En janvier 2024, l'émission Cash Investigation se penche sur les cadences imposées dans certains ESAT à travers l'exemple d'un sous-traitant de Schneider Electric dans la banlieue de Grenoble[61]. Dans cet ESAT, les cadences imposées conduisent les travailleurs à des maladies professionnelles et des pensées suicidaires, en raison de la pression de leurs encadrants[61],[62]. La ministre déléguée chargée des personnes handicapées Fadila Khattabi interviewée à ce sujet par la journaliste Élise Lucet s'insurge contre de telles pratiques qui ne sont pas selon elle représentatives de la mission première d'accompagnement médico-social auprès des travailleurs d'ESAT : « On n’est pas là pour faire du chiffre, on est là pour les accompagner. On ne doit pas mettre leur santé en danger. »[63]
En décembre 2023, l'Association nationale de défense des malades, invalides et handicapés (AMi) est à l'initiative d'une lettre ouverte à la première ministre pour accorder le statut de salarié à tous les travailleurs d'ESAT, sans avoir sollicité la signature des grandes associations gestionnaires d'ESAT afin de « rester totalement indépendants » selon le président de l'association, François Couturier[23]. Dans une interview publiée dans l'Obs en janvier 2024, ce dernier considère que le problème se trouve « entre les associations gestionnaires et l’État. Reconnaître ces travailleurs comme des salariés impliquerait d’augmenter leur rémunération, ce qui nécessite de trouver des financements supplémentaires »[27]. Il souligne aussi que malgré la demande que l'ONU a adressé à la France pour fermer les structures ségrégatives, « le gouvernement n’est pas dans une perspective de fermeture des établissements spécialisés, mais de donner des nouveaux droits. On reste encore bien loin de l’égalité à côté des salariés »[27].

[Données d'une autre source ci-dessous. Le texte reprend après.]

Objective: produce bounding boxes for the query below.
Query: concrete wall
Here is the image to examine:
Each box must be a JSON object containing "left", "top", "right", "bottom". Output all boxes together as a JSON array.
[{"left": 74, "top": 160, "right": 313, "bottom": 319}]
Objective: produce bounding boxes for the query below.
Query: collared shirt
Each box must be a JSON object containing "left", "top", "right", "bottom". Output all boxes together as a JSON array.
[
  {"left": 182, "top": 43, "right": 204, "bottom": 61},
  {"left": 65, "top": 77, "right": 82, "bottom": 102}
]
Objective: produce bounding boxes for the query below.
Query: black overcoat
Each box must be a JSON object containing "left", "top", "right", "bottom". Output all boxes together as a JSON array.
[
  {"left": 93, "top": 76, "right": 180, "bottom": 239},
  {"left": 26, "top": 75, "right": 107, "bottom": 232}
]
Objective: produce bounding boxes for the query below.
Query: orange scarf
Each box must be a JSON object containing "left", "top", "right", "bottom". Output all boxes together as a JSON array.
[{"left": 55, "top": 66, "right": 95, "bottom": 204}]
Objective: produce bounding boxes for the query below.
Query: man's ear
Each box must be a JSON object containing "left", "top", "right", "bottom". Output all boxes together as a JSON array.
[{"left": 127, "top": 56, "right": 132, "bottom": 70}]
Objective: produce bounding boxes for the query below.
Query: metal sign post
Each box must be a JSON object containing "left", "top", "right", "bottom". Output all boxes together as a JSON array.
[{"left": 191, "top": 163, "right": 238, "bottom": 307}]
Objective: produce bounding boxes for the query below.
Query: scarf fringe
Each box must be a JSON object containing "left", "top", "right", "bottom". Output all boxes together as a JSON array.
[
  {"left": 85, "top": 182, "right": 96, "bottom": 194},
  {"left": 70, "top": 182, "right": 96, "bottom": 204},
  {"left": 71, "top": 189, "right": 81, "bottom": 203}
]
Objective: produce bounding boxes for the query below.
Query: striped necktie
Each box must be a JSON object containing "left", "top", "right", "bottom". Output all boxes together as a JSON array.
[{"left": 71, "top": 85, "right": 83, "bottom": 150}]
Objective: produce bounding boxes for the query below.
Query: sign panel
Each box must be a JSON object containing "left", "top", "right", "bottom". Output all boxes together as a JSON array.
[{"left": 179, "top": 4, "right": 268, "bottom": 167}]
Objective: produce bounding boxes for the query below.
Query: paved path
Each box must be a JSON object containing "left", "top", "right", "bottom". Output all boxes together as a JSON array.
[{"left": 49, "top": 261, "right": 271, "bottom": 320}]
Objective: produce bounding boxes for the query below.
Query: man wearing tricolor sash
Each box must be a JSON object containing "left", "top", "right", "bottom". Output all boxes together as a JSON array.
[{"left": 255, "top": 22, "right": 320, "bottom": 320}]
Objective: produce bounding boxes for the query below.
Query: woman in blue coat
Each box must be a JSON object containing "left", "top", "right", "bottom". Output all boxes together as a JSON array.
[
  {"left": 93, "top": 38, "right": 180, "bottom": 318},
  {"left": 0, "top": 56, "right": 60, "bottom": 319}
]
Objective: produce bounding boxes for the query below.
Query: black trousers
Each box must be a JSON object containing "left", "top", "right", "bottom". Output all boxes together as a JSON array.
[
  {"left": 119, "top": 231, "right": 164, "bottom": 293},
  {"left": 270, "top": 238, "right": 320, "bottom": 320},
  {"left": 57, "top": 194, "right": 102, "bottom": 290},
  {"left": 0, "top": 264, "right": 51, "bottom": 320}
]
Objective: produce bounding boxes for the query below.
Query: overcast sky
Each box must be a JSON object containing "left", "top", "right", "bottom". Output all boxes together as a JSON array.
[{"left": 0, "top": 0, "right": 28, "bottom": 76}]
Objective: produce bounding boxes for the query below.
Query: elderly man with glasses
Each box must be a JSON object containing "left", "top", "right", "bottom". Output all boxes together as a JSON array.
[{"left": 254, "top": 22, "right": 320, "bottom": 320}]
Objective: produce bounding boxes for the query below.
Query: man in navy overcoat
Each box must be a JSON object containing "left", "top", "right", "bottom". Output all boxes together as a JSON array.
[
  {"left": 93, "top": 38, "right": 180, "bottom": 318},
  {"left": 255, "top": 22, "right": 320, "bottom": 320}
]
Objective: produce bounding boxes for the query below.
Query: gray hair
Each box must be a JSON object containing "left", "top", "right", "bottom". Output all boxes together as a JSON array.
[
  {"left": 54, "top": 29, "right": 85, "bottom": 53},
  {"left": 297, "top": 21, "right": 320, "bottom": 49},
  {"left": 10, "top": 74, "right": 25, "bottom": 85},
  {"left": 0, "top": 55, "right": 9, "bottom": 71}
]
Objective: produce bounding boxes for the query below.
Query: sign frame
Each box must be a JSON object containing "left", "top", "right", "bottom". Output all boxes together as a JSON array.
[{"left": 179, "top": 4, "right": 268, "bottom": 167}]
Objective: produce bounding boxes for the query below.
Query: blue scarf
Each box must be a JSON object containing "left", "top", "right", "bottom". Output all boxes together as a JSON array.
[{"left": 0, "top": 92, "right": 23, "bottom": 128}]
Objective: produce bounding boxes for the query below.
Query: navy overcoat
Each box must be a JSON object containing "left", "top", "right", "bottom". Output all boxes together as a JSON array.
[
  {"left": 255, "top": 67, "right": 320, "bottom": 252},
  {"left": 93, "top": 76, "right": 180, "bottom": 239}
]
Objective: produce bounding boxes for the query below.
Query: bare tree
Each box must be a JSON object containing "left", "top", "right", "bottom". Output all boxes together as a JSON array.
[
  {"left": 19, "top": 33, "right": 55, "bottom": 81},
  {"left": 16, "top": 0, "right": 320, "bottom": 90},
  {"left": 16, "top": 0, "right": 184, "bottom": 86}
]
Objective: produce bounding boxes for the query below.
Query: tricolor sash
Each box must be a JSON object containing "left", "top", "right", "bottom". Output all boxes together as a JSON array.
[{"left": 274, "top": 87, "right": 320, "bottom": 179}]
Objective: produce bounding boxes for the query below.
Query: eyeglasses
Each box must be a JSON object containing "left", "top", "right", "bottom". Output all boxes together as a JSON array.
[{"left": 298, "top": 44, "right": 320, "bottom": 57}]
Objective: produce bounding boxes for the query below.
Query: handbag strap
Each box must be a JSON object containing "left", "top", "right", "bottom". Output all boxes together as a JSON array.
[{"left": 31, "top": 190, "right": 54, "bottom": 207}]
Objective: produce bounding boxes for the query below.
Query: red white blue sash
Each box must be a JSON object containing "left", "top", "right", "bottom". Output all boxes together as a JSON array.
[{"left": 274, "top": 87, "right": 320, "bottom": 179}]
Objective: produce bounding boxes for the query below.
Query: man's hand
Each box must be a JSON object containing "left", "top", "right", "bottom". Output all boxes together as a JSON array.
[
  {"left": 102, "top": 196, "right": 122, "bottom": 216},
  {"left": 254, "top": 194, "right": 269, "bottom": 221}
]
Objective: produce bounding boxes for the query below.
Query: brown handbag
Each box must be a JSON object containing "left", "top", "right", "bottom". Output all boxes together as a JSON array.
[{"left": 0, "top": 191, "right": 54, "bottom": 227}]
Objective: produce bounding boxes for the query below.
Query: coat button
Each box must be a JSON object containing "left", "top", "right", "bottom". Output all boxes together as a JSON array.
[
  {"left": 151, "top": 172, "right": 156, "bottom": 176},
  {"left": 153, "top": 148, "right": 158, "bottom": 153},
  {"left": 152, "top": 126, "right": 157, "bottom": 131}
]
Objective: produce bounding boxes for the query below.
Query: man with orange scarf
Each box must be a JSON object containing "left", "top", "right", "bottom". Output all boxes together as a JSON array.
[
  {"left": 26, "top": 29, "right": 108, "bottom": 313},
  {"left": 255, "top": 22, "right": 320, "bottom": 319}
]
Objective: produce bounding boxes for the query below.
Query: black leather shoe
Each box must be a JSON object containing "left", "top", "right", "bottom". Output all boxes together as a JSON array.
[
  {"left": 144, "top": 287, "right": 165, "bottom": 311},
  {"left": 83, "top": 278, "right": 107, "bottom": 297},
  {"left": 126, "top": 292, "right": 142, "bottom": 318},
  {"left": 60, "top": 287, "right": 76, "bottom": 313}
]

Le , l'association « Handicap parlons vrai » demande la création d'une cellule indépendante dans chaque Agence régionale de santé (ARS), qui serait chargée d'évaluer les signalements de maltraitances en ESAT[64].

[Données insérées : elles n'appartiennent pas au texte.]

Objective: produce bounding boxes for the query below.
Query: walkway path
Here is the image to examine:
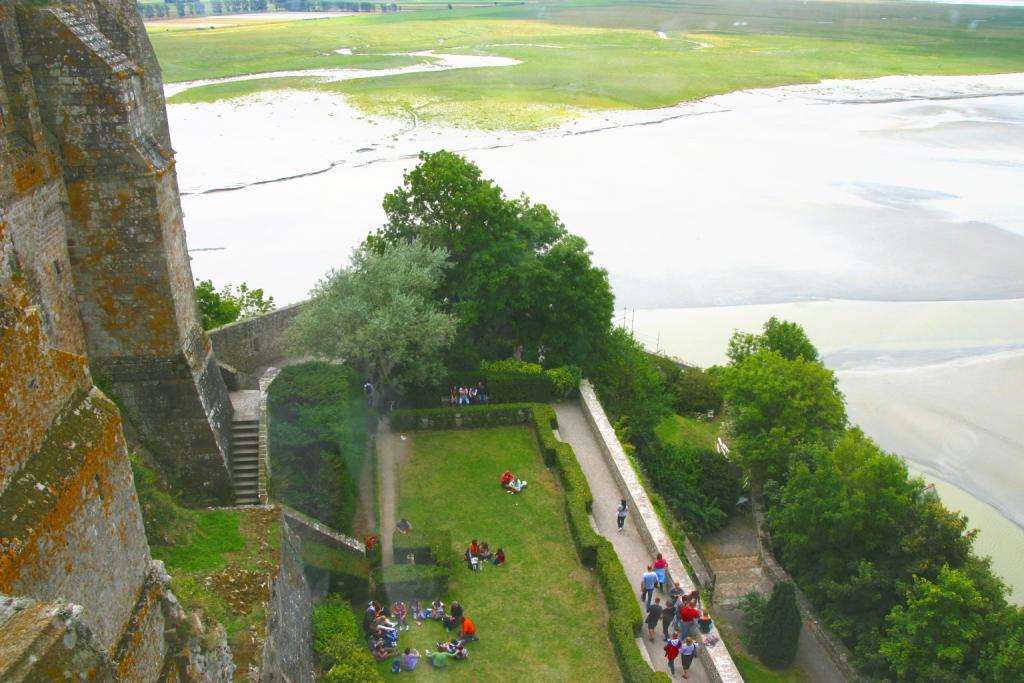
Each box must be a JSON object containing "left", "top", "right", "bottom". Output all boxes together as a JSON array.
[
  {"left": 554, "top": 402, "right": 711, "bottom": 682},
  {"left": 375, "top": 419, "right": 409, "bottom": 568}
]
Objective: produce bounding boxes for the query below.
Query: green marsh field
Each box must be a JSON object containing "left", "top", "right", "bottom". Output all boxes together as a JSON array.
[{"left": 151, "top": 0, "right": 1024, "bottom": 128}]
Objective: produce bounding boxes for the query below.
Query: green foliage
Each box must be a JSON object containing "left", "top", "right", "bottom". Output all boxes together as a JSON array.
[
  {"left": 268, "top": 362, "right": 367, "bottom": 532},
  {"left": 721, "top": 349, "right": 846, "bottom": 482},
  {"left": 194, "top": 278, "right": 274, "bottom": 330},
  {"left": 740, "top": 590, "right": 769, "bottom": 636},
  {"left": 727, "top": 316, "right": 819, "bottom": 365},
  {"left": 654, "top": 413, "right": 719, "bottom": 452},
  {"left": 289, "top": 240, "right": 456, "bottom": 391},
  {"left": 670, "top": 365, "right": 723, "bottom": 415},
  {"left": 405, "top": 358, "right": 581, "bottom": 406},
  {"left": 129, "top": 452, "right": 197, "bottom": 547},
  {"left": 982, "top": 606, "right": 1024, "bottom": 683},
  {"left": 750, "top": 583, "right": 802, "bottom": 669},
  {"left": 313, "top": 596, "right": 382, "bottom": 682},
  {"left": 589, "top": 327, "right": 672, "bottom": 443},
  {"left": 151, "top": 510, "right": 244, "bottom": 573},
  {"left": 642, "top": 442, "right": 741, "bottom": 536},
  {"left": 372, "top": 151, "right": 614, "bottom": 367},
  {"left": 545, "top": 364, "right": 582, "bottom": 399},
  {"left": 880, "top": 566, "right": 991, "bottom": 682}
]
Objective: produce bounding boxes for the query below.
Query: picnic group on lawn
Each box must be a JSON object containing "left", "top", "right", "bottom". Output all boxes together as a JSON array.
[{"left": 377, "top": 473, "right": 716, "bottom": 676}]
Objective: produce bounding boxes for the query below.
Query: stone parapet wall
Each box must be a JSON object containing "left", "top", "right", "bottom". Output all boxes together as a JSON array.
[
  {"left": 578, "top": 380, "right": 743, "bottom": 683},
  {"left": 260, "top": 513, "right": 315, "bottom": 683},
  {"left": 209, "top": 303, "right": 305, "bottom": 389},
  {"left": 750, "top": 484, "right": 860, "bottom": 682}
]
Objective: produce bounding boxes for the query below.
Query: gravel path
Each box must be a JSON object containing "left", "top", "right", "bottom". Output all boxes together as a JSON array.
[
  {"left": 554, "top": 402, "right": 711, "bottom": 681},
  {"left": 376, "top": 419, "right": 409, "bottom": 568}
]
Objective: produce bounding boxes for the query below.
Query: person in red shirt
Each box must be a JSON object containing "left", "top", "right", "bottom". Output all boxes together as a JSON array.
[
  {"left": 460, "top": 615, "right": 478, "bottom": 641},
  {"left": 664, "top": 632, "right": 683, "bottom": 677},
  {"left": 679, "top": 602, "right": 701, "bottom": 635}
]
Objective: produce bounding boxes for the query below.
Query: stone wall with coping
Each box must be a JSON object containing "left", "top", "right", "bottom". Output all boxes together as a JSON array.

Dans son article publié dans la revue communiste Contretemps et dans l'hebdomadaire Politis, Lili Guigueno, « militante antivalidiste »[65], estime qu'en dépit du narratif déployé autour du « plan de transformation des ESAT » notamment par le Conseil national consultatif des personnes handicapées, « la France est en totale contradiction avec le droit international », car la ségrégation des travailleurs d'ESAT est maintenue par les associations gestionnaires avec le soutien des pouvoirs publics, alors même que l'ONU réclame depuis plusieurs années à la France d'y mettre fin[66]. Elle ajoute que ce modèle ségrégatif repose sur le validisme et sur la marchandisation du handicap[66]. Elle remarque enfin que la question de l'exploitation des travailleurs handicapés n'est pas prise en compte par les formations politiques de gauche[65].

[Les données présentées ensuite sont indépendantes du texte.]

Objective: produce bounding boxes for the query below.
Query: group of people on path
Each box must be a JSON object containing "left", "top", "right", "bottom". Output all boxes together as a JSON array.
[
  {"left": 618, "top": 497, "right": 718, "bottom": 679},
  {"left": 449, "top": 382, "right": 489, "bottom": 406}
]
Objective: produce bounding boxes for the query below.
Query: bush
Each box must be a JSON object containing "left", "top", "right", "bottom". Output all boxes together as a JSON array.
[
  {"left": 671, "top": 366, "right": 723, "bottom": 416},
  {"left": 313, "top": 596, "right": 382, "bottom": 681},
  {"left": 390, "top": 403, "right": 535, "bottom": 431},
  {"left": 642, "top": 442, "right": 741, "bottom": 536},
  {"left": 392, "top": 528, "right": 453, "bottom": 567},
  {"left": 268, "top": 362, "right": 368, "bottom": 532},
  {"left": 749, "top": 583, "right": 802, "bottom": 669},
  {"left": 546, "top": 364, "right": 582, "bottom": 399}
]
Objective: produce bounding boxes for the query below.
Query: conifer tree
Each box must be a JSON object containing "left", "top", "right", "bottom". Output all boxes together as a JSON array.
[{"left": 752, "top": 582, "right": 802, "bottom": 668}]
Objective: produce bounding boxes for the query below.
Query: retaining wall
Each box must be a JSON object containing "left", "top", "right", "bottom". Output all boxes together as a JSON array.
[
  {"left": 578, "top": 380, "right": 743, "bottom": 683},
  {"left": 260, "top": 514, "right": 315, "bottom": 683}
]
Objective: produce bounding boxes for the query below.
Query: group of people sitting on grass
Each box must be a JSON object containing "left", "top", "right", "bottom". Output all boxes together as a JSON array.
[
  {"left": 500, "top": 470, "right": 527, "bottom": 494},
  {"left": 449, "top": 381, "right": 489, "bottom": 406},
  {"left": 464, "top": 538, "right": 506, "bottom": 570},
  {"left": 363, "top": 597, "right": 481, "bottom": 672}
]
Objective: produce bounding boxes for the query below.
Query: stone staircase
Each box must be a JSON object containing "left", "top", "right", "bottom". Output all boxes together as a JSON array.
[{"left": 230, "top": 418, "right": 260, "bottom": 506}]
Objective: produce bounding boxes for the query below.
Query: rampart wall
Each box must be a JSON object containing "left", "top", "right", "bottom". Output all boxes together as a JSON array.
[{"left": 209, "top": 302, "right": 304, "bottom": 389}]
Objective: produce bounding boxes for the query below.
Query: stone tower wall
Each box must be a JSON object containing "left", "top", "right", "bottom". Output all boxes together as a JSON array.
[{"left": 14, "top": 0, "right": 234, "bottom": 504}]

L'association « Handicap Parlons Vrai » a mis en cause l'ESAT George-Couthon d'Amiens au début de l'année 2020, où 17 usagers témoignent de maltraitances dans ce seul établissement[64]. L'émission Cash Investigation de janvier 2024 a elle aussi mis en cause l'Epsoms 80 « pour des cas de maltraitance dans son établissement Georges-Couthon, qui accueille près de trois cents travailleurs en situation de handicap à Amiens »[67]. En février 2024, un ex-travailleur de cet ESAT y dénonce également ces maltraitances survenues selon lui depuis la nomination d'un nouveau directeur en 2017, citant des annulations de pauses, des mises en danger et des humiliations régulières des usagers[68].